No further comment regarding the meeting is expected from Vatican officials.
“It is not right to interfere spiritually in the life of a person.”
Laurie Goodstein, a religion correspondent for the Times, reported that the visit was documented by Vatican photographers, according to Davis’s attorney, who said he expects the photos may be released soon.
Rumors of the meeting originating from a report by Pope Francis biographer Dr. Robert Moynihan, founding editor of Inside the Vatican magazine. The report caused a stir online late Tuesday night. According to Moynihan, who spoke directly with Davis, the meeting was likely kept secret in an attempt to prevent it from overshadowing or “politicizing” the pope’s first U.S. visit.
“Thank you for your courage,” Pope Francis reportedly told Davis, in an account of the meeting published on Inside the Vatican’s website. Davis said she and pope embraced in what she described as an “extraordinary moment.”
“I broke into tears. I was deeply moved,” Davis said. “Then he said to me, ‘Please pray for me.’ And I said to him, ‘Please pray for me also, Holy Father.’ And he assured me that he would pray for me.”
According to Davis, both she and her husband, Joe Davis, who was also present for the meeting, received rosaries blessed by the pope. The couple reportedly gifted the rosaries to Kim Davis’s mother and father, who are Catholic.
The meeting between Pope Francis and Davis exemplifies the pope’s ministry, which bucks the traditional right-left dichotomy so common in American political discourse.

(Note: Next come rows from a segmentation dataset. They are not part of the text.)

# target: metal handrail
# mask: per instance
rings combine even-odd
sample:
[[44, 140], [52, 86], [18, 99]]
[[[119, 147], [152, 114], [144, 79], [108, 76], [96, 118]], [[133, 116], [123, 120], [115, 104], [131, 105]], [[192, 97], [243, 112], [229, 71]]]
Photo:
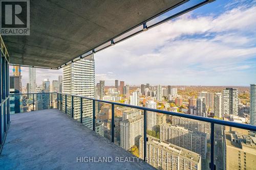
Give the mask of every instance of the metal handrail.
[[[115, 128], [115, 121], [114, 121], [114, 106], [115, 105], [117, 106], [122, 106], [130, 108], [132, 108], [134, 109], [137, 109], [143, 110], [144, 111], [144, 160], [146, 161], [146, 142], [147, 141], [147, 137], [146, 137], [146, 114], [147, 111], [154, 112], [156, 113], [162, 113], [166, 115], [172, 115], [172, 116], [176, 116], [181, 117], [189, 118], [194, 120], [202, 121], [204, 122], [207, 122], [210, 124], [210, 162], [209, 163], [209, 167], [211, 170], [215, 170], [216, 168], [216, 165], [214, 164], [214, 150], [215, 150], [215, 125], [220, 125], [223, 126], [227, 126], [229, 127], [235, 127], [237, 128], [240, 128], [243, 129], [246, 129], [249, 131], [256, 131], [256, 126], [253, 126], [247, 124], [243, 124], [238, 123], [226, 121], [224, 120], [220, 120], [212, 118], [209, 117], [205, 117], [202, 116], [199, 116], [194, 115], [179, 113], [174, 112], [171, 112], [168, 111], [152, 109], [144, 107], [138, 106], [134, 106], [127, 104], [124, 104], [120, 103], [106, 101], [99, 99], [95, 99], [93, 98], [88, 98], [84, 96], [78, 95], [72, 95], [70, 94], [67, 94], [65, 93], [60, 93], [60, 92], [49, 92], [49, 93], [16, 93], [16, 94], [10, 94], [10, 95], [23, 95], [23, 94], [33, 94], [34, 96], [34, 94], [47, 94], [47, 93], [57, 93], [57, 108], [60, 109], [60, 110], [62, 110], [62, 95], [65, 95], [65, 98], [64, 98], [65, 100], [65, 112], [67, 114], [67, 96], [72, 96], [72, 105], [71, 105], [71, 116], [72, 117], [74, 117], [73, 115], [73, 109], [74, 109], [74, 98], [80, 98], [80, 122], [81, 123], [82, 123], [82, 113], [83, 113], [83, 106], [82, 106], [82, 99], [91, 100], [93, 101], [93, 130], [95, 130], [95, 101], [102, 102], [104, 103], [108, 103], [111, 104], [111, 108], [112, 108], [112, 118], [111, 118], [111, 140], [112, 142], [114, 142], [114, 128]], [[60, 97], [59, 98], [59, 94], [60, 94]], [[59, 100], [60, 100], [60, 106], [59, 107]]]
[[77, 98], [83, 98], [84, 99], [93, 100], [93, 101], [95, 101], [96, 102], [108, 103], [108, 104], [114, 104], [115, 105], [128, 107], [133, 108], [137, 109], [145, 110], [148, 111], [157, 112], [157, 113], [162, 113], [162, 114], [167, 114], [167, 115], [172, 115], [172, 116], [176, 116], [182, 117], [184, 117], [184, 118], [190, 118], [190, 119], [194, 119], [194, 120], [196, 120], [206, 122], [208, 122], [209, 123], [214, 123], [215, 124], [231, 126], [231, 127], [233, 127], [234, 128], [244, 129], [246, 129], [248, 130], [256, 131], [256, 126], [253, 126], [253, 125], [248, 125], [248, 124], [241, 124], [241, 123], [239, 123], [226, 121], [226, 120], [224, 120], [217, 119], [209, 118], [209, 117], [202, 117], [202, 116], [197, 116], [197, 115], [194, 115], [179, 113], [177, 113], [177, 112], [171, 112], [169, 111], [162, 110], [156, 109], [152, 109], [152, 108], [149, 108], [142, 107], [142, 106], [134, 106], [134, 105], [131, 105], [125, 104], [117, 103], [117, 102], [106, 101], [103, 101], [102, 100], [95, 99], [93, 98], [88, 98], [88, 97], [86, 97], [84, 96], [81, 96], [81, 95], [72, 95], [72, 94], [67, 94], [67, 93], [59, 93], [59, 92], [58, 92], [57, 93], [61, 94], [63, 94], [63, 95], [73, 96], [74, 97], [77, 97]]

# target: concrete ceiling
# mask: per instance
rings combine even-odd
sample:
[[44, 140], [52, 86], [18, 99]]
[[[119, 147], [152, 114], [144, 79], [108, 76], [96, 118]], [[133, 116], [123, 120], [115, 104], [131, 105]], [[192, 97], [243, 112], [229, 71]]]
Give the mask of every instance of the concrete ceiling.
[[183, 0], [30, 1], [30, 35], [3, 36], [13, 64], [57, 68]]

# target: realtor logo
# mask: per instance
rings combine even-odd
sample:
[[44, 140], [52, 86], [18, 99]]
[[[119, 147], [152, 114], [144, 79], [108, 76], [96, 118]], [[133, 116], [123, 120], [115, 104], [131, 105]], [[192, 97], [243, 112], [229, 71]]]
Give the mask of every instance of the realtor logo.
[[29, 35], [29, 0], [0, 0], [0, 29], [3, 35]]

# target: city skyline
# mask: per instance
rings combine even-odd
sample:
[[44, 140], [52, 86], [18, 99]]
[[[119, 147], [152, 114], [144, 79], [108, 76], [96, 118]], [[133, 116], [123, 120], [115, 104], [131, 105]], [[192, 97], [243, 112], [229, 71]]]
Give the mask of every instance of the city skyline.
[[[250, 1], [217, 1], [210, 7], [201, 7], [96, 53], [95, 82], [104, 80], [106, 86], [114, 85], [116, 79], [131, 85], [141, 82], [154, 85], [255, 83], [255, 9]], [[23, 86], [27, 79], [24, 68]], [[37, 84], [62, 75], [62, 69], [37, 71], [44, 73]]]

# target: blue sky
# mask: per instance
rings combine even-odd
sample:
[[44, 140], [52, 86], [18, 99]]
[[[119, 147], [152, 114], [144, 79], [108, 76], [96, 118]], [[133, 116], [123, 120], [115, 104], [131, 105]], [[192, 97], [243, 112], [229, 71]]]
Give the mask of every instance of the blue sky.
[[96, 53], [96, 81], [104, 80], [107, 85], [114, 85], [115, 79], [130, 85], [255, 83], [255, 1], [217, 0]]
[[[202, 1], [192, 0], [186, 4]], [[180, 9], [176, 9], [176, 11]], [[248, 86], [256, 83], [256, 1], [217, 0], [96, 53], [96, 83]], [[157, 19], [172, 15], [170, 11]], [[22, 68], [23, 84], [27, 68]], [[37, 80], [62, 70], [37, 69]]]

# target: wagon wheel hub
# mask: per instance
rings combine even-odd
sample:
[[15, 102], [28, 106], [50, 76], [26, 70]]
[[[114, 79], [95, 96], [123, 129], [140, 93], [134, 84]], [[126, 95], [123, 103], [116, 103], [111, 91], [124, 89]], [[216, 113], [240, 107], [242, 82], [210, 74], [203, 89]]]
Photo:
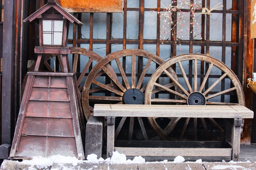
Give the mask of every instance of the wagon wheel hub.
[[123, 101], [126, 105], [142, 105], [144, 100], [143, 94], [137, 88], [127, 90], [123, 96]]
[[188, 105], [205, 105], [206, 99], [202, 93], [194, 91], [188, 96], [187, 103]]

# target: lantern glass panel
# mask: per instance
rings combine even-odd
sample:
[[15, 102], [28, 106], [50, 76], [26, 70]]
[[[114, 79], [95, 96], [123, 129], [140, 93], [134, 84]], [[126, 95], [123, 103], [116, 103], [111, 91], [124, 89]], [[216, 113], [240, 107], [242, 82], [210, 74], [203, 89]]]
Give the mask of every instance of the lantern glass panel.
[[63, 21], [43, 20], [43, 44], [61, 45], [62, 44]]

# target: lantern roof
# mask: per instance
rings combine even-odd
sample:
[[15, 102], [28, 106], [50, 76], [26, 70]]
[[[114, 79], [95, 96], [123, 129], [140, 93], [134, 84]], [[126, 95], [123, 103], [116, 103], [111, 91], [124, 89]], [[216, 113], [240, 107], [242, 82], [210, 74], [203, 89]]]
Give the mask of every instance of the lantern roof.
[[32, 22], [34, 20], [37, 20], [39, 18], [41, 17], [41, 15], [42, 14], [51, 8], [54, 8], [71, 23], [73, 23], [77, 25], [84, 25], [82, 22], [76, 18], [76, 17], [71, 15], [69, 12], [67, 11], [67, 10], [62, 8], [61, 5], [56, 2], [56, 0], [48, 0], [46, 4], [44, 5], [29, 17], [24, 20], [23, 21], [25, 23], [26, 23], [28, 21]]

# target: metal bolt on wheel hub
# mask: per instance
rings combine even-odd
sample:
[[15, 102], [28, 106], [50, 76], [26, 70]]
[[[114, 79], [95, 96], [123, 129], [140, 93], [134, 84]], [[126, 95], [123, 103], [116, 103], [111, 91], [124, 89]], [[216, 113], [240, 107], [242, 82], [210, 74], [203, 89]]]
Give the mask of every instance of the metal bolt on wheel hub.
[[205, 105], [206, 99], [201, 93], [194, 91], [188, 96], [187, 103], [188, 105]]
[[144, 99], [143, 94], [137, 88], [127, 90], [123, 96], [123, 101], [126, 105], [142, 105]]

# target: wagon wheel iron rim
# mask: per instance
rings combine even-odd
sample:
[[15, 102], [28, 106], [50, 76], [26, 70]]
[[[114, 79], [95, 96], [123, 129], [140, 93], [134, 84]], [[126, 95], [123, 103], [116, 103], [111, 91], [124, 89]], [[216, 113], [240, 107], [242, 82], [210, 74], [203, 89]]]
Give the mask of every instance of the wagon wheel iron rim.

The pontiff has negotiated the divide between evolution and creation, chastised politicians and business leaders for dismissing climate change, and compared the unconstrained capitalist obsession with money to worshiping “the golden calf.” In the process, he’s cultivated high ratings among the least religious generation in American history.
Pope Francis has said only that judging others based on their sexual orientation conflicts with the catechism, or principles, of the Catholic Church. “If a homosexual person is of good will and is in search of God, I am no one to judge,” he said in a 2013 interview. “It is not right to interfere spiritually in the life of a person.”